Calculate m₃ from equation (2).

m₃ = (-m₁v₁sin(α) - m₂v₂sin(β))/(v₃sin(γ))

Substituting actual numbers, taking advantage of sin(0) = 0

m₃ = (-3.2×15.2×sin(55.4°)))/(33.5×sin(205.85°)) = 2.74 kg

Question (c)

In general, the efficiency of any process is the ratio between the amount of

"useful" output quantity divided by input quantity.

The quantity of interest may be energy, work, force.

What is designated as "useful" depends on the application.

In your example, there is only one quantity that can be discussed -- energy.

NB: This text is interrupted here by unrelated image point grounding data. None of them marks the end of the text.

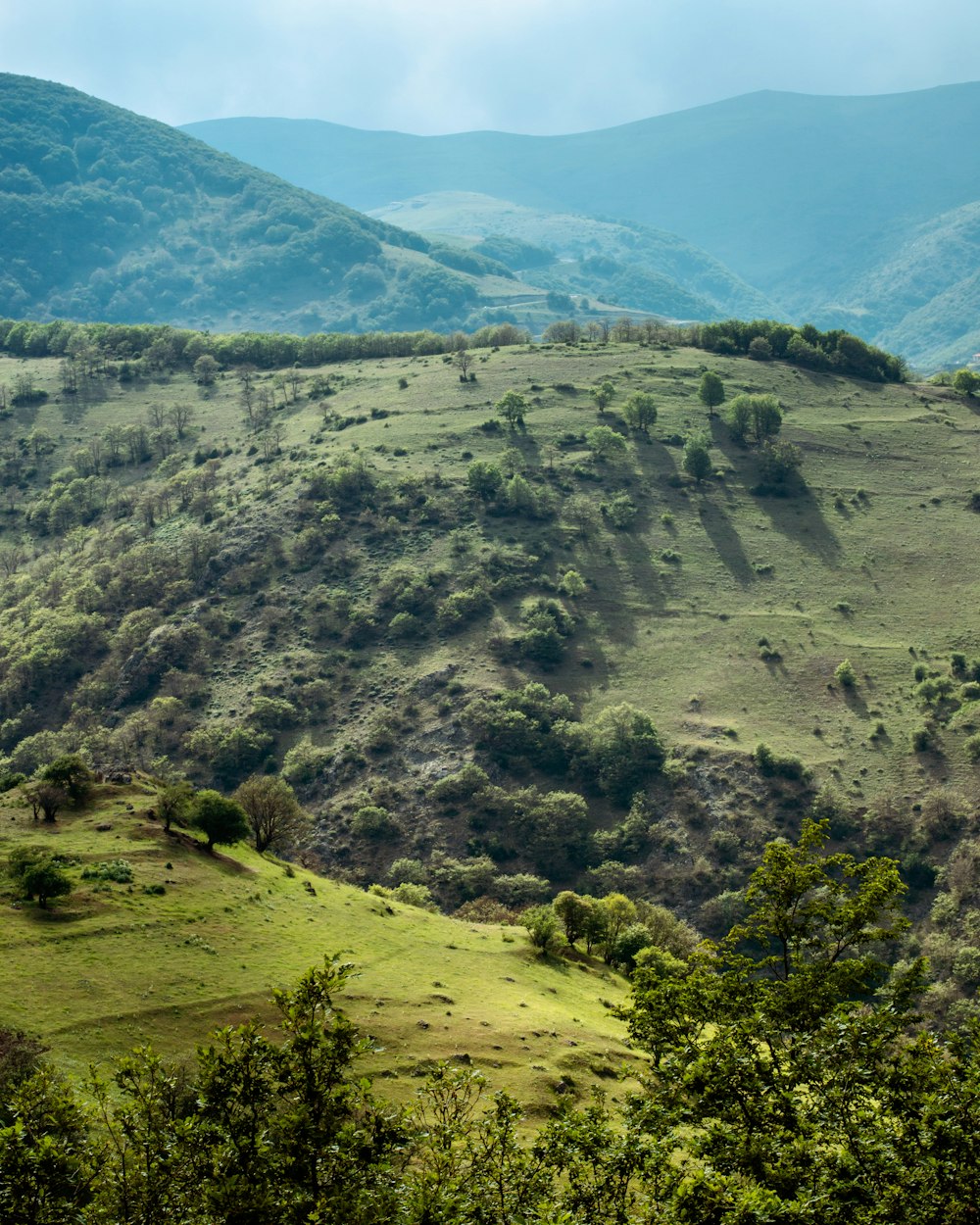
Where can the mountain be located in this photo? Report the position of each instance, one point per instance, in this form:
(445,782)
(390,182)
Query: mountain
(808,199)
(106,215)
(640,268)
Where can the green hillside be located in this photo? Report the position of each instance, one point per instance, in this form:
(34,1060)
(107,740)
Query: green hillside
(106,215)
(633,266)
(500,662)
(804,197)
(195,941)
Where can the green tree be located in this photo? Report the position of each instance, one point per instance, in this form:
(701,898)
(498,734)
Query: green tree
(206,370)
(696,460)
(603,395)
(606,444)
(640,412)
(780,1045)
(272,811)
(778,462)
(965,381)
(710,391)
(484,479)
(221,821)
(45,880)
(513,408)
(72,773)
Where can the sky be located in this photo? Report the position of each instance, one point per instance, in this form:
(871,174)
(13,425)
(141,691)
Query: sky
(432,67)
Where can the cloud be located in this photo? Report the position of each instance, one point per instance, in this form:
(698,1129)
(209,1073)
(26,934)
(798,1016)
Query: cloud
(519,65)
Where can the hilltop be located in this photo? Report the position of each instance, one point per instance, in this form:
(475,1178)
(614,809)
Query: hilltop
(813,201)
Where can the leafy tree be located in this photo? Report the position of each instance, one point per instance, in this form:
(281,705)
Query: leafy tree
(206,368)
(696,460)
(543,927)
(603,395)
(484,479)
(45,880)
(272,811)
(606,444)
(778,462)
(640,412)
(710,391)
(623,749)
(965,381)
(513,408)
(573,910)
(221,821)
(70,773)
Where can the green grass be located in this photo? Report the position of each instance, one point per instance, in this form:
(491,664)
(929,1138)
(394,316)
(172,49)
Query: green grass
(107,969)
(882,530)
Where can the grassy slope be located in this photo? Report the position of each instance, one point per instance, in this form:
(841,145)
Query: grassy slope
(661,633)
(103,971)
(643,270)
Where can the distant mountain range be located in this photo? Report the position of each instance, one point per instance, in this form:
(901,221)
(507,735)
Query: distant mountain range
(106,215)
(849,212)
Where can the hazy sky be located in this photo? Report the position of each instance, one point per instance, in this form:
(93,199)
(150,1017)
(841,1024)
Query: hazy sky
(455,65)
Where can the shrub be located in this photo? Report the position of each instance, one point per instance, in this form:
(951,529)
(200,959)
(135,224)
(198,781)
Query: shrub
(846,675)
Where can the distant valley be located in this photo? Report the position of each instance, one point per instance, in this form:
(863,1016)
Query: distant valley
(847,212)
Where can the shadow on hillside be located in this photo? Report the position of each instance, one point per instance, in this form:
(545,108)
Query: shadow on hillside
(726,542)
(800,519)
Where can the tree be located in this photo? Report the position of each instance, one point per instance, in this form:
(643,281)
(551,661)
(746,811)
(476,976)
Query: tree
(206,370)
(965,381)
(70,773)
(272,811)
(710,391)
(174,803)
(462,359)
(697,461)
(221,821)
(606,444)
(573,910)
(640,412)
(780,1048)
(513,407)
(778,462)
(623,749)
(47,799)
(484,479)
(45,880)
(603,395)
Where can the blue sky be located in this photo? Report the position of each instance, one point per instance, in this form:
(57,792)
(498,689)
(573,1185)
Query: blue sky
(429,67)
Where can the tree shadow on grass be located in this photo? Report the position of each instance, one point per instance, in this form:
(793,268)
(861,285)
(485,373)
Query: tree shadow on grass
(726,543)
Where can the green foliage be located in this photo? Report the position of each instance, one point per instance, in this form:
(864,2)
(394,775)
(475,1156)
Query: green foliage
(603,395)
(697,461)
(221,821)
(606,445)
(118,870)
(710,391)
(272,811)
(846,675)
(640,412)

We know the kinetic energy of the pieces:

m₁v₁²/2 + m₂v₂²/2 + m₃v₃²/2

Besides this kinetic energy, the explosion yields other forms of energy, for example, heat.

If the objective of the explosion were the kinetic energy of the pieces, then

that would be designated as "useful" and the heat would be waste.

On the other hand, if the objective were the heat, then the kinetic energy

would be considered waste.

In order to calculate the efficiency, we would also need to know the energy

(chemical, nuclear, heat, pressure) of the original bomb.